These methods part that all comes with some shortcomings above, GMM and Hidden Markov Model (HMM) (HMM) are applied comparatively extensive on the structured audios such as voice, and ecological sound randomness is larger, and be not all structurized, so use above-mentioned production model unstable.Discriminative model SVM and some traditional neural networks can be carried out modeling to Nonlinear separability class preferably, but at high dimensional feature and categorical measure when more, classifying quality is not as good as GMM or HMM.
Summary of the invention
In view of this, the object of this invention is to provide a kind of ecological sound identification method based on rapid sparse decomposes and the degree of depth is learnt.

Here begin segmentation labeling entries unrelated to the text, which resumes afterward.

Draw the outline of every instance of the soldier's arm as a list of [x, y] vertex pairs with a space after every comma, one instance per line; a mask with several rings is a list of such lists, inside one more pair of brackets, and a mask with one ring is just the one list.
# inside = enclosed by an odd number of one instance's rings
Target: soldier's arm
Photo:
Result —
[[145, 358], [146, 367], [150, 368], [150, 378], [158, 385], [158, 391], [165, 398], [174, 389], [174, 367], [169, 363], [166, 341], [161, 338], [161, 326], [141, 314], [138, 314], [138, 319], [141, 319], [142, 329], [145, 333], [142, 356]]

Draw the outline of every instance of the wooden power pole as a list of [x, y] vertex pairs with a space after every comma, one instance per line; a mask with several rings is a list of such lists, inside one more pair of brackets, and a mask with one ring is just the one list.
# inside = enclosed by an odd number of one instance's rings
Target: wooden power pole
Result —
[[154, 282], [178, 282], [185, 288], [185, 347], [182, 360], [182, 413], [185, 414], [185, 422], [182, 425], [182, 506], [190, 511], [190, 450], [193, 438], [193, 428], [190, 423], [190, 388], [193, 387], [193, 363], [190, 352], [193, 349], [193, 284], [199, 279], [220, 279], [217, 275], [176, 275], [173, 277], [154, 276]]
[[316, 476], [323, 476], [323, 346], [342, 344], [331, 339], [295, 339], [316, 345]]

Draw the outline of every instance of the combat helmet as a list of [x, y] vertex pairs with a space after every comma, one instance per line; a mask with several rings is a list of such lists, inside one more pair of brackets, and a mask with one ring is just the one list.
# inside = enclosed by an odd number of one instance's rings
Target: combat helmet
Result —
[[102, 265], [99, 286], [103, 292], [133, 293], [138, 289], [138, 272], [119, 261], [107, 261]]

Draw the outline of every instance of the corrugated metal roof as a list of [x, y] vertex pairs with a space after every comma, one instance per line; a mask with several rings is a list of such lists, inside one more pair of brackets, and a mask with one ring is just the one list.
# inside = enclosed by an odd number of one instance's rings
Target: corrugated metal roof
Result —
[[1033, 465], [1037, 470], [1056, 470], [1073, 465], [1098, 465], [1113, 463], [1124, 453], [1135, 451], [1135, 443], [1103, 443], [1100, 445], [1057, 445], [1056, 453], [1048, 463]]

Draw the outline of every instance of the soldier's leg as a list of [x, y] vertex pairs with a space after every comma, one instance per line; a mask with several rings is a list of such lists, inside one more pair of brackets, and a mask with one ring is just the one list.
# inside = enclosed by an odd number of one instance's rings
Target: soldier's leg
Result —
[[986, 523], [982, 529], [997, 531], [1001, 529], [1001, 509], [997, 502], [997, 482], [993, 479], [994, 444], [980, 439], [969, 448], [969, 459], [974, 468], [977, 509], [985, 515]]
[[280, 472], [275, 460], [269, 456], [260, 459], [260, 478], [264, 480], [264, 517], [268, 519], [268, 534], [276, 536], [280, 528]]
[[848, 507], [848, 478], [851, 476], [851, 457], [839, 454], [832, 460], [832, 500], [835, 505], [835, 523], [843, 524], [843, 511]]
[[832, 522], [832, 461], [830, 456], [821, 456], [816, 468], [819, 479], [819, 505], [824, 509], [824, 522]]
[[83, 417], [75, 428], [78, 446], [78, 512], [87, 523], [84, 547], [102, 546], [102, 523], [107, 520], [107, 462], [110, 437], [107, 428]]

The present invention adopts following scheme to realize: a kind of ecological sound identification method based on rapid sparse decomposes and the degree of depth is learnt, it is characterized in that, and comprise the following steps:
S01: respectively pure sound and calibration tape noise sound are carried out to OMP Its Sparse Decomposition, reconstruction signal and the OMP feature of the pure sound of corresponding output and calibration tape noise sound;
S02: respectively pure sound and calibration tape noise sound are extracted to the compound characteristics that comprises OMP feature;
S03: the compound characteristics that the pure sound after reconstruct is extracted carries out DBN model training;
S04: the compound characteristics that the pure sound after the calibration tape noise sound after reconstruct and training is extracted carries out DBN category of model, the ecological sound class under output calibration tape noise sound.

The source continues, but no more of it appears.